Between the tyre tracks, the grass was short and the ground was firm. The mare was already skittering sideways, itching to get up some speed. Michael shortened his reins and let her canter on, but cautiously; steadily. The cob fell in alongside, foot perfect despite being half in and half out of the muddy ruts.

The lane swung this way and that, almost animate in its twisting and turning and tempting. Through gaps in the bushes, Michael could see farmland on either side, tired grassland mostly, waiting for the spring. There were sheep with new lambs in one of the meadows. They scattered in surprise, making the mare shy, then bleated after them reproachfully.

The grassy lane invited them on. The pony would have lobbed along for ever, enjoying the novelty, if Michael hadn’t noticed that she was breaking into a sweat and remembered that she was supposed to be having an easy day. He pulled her up.

She was reluctant to stop, but as soon as she did, she relaxed, as though she had let off her surplus steam and was grateful for the rare opportunity to walk. Michael kicked his feet out of their stirrups and let his long legs dangle. His feet almost reached the mare’s knees. It embarrassed him that he was so tall, but still not out of ponies yet.

The track wandered on between the fields. Michael found a contentment he hadn’t known for years, and as though to confirm him in it, the sun found a gap in the clouds and spilled through, marbling the ground with the shadows of the bare branches. After another half a mile or so they came to a narrow, tarmacked road, but even that wasn’t the end of the path. On the opposite side it ran on again and, as though the pony was as curious about it as her rider, she looked neither right nor left along the road but crossed straight over.

More hedges, more gates, more twists and turns. The sun went in again and a few drops of rain splashed off Michael’s oilskin. It didn’t matter. He had learned not to care about rain. His parents rarely took account of the weather. Like traffic, it was one of the irritations of the business, not to be allowed to interfere with routine.

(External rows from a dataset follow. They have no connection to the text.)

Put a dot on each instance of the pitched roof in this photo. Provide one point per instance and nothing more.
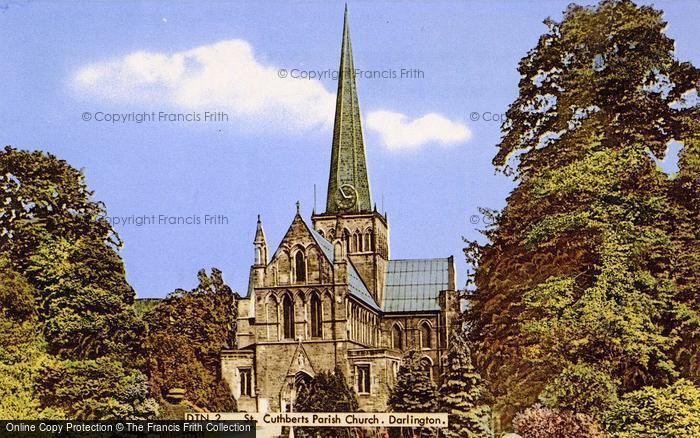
(415, 285)
(355, 284)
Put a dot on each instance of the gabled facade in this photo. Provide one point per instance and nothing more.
(330, 295)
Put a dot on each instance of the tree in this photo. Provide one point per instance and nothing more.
(581, 269)
(673, 410)
(101, 389)
(541, 422)
(326, 392)
(73, 345)
(45, 197)
(414, 390)
(582, 389)
(21, 352)
(462, 394)
(185, 334)
(85, 303)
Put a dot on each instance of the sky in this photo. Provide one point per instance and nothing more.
(235, 102)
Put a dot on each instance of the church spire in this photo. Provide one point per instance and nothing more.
(260, 244)
(348, 183)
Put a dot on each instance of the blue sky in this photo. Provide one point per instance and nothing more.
(60, 61)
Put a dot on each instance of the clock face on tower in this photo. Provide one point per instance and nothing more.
(346, 198)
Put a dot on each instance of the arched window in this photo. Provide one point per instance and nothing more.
(288, 306)
(316, 317)
(397, 337)
(425, 335)
(300, 267)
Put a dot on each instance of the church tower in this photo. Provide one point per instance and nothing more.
(349, 217)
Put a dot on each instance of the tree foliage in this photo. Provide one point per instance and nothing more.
(85, 302)
(584, 275)
(414, 390)
(96, 389)
(462, 394)
(45, 197)
(541, 422)
(673, 410)
(326, 392)
(185, 334)
(73, 338)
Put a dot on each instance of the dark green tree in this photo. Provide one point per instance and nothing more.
(96, 389)
(326, 392)
(185, 334)
(82, 361)
(45, 197)
(462, 394)
(582, 266)
(85, 303)
(414, 391)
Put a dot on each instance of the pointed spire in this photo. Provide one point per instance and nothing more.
(260, 233)
(348, 183)
(260, 244)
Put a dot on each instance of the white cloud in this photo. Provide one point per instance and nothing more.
(399, 132)
(225, 76)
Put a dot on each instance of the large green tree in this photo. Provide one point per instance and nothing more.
(45, 197)
(414, 391)
(462, 394)
(583, 267)
(74, 351)
(185, 334)
(672, 410)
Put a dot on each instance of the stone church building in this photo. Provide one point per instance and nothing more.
(331, 296)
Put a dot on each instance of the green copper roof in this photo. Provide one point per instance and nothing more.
(415, 285)
(348, 183)
(356, 286)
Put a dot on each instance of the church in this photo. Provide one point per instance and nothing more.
(331, 296)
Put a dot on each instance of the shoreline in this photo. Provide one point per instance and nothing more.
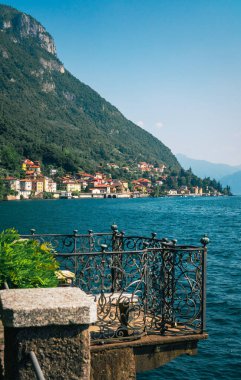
(119, 196)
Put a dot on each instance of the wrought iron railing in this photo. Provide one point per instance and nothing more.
(142, 285)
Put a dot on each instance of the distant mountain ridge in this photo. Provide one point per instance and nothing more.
(204, 168)
(233, 181)
(47, 114)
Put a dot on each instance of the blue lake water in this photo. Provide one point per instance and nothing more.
(185, 219)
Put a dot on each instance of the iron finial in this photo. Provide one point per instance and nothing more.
(204, 240)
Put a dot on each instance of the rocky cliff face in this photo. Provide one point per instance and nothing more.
(24, 26)
(48, 115)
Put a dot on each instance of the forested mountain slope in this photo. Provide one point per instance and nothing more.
(49, 115)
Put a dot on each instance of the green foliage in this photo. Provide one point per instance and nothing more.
(26, 263)
(70, 127)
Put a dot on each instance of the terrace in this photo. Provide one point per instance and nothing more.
(149, 292)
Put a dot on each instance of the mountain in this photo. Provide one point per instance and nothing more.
(204, 168)
(233, 181)
(47, 114)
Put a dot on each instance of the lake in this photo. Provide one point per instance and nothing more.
(185, 219)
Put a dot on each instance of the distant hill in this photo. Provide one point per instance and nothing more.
(234, 181)
(204, 168)
(47, 114)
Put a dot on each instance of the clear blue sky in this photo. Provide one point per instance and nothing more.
(171, 66)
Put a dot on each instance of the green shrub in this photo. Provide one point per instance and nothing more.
(26, 263)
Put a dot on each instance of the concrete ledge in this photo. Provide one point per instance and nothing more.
(46, 306)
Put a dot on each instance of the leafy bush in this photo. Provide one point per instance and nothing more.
(26, 263)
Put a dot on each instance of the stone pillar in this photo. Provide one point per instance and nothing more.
(54, 324)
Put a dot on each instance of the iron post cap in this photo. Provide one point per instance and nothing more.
(204, 240)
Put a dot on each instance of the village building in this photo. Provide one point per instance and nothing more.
(100, 189)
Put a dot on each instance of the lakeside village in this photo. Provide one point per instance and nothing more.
(153, 181)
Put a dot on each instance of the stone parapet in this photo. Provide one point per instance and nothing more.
(46, 306)
(54, 324)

‘If God had intended us to stay out of the rain, why did He make us waterproof?’

Michael had heard Frank say it far too often. Even thinking about it threatened to put him in a foul mood. He looked at his watch. He had already been out for more than an hour, and it would take him as long to get back. He must have covered three or four miles already.

He decided to give it another fifteen minutes, but it didn’t take that long. As they rounded a long, sweeping curve Michael saw the wet grey gleam of another metalled road, bordered on its far side by a stone wall. When they reached it, the mare hesitated, as though bewildered by the sudden return to the present day. She didn’t stop, though, but turned to her right and set out purposefully, her feet clacking on the tarmac.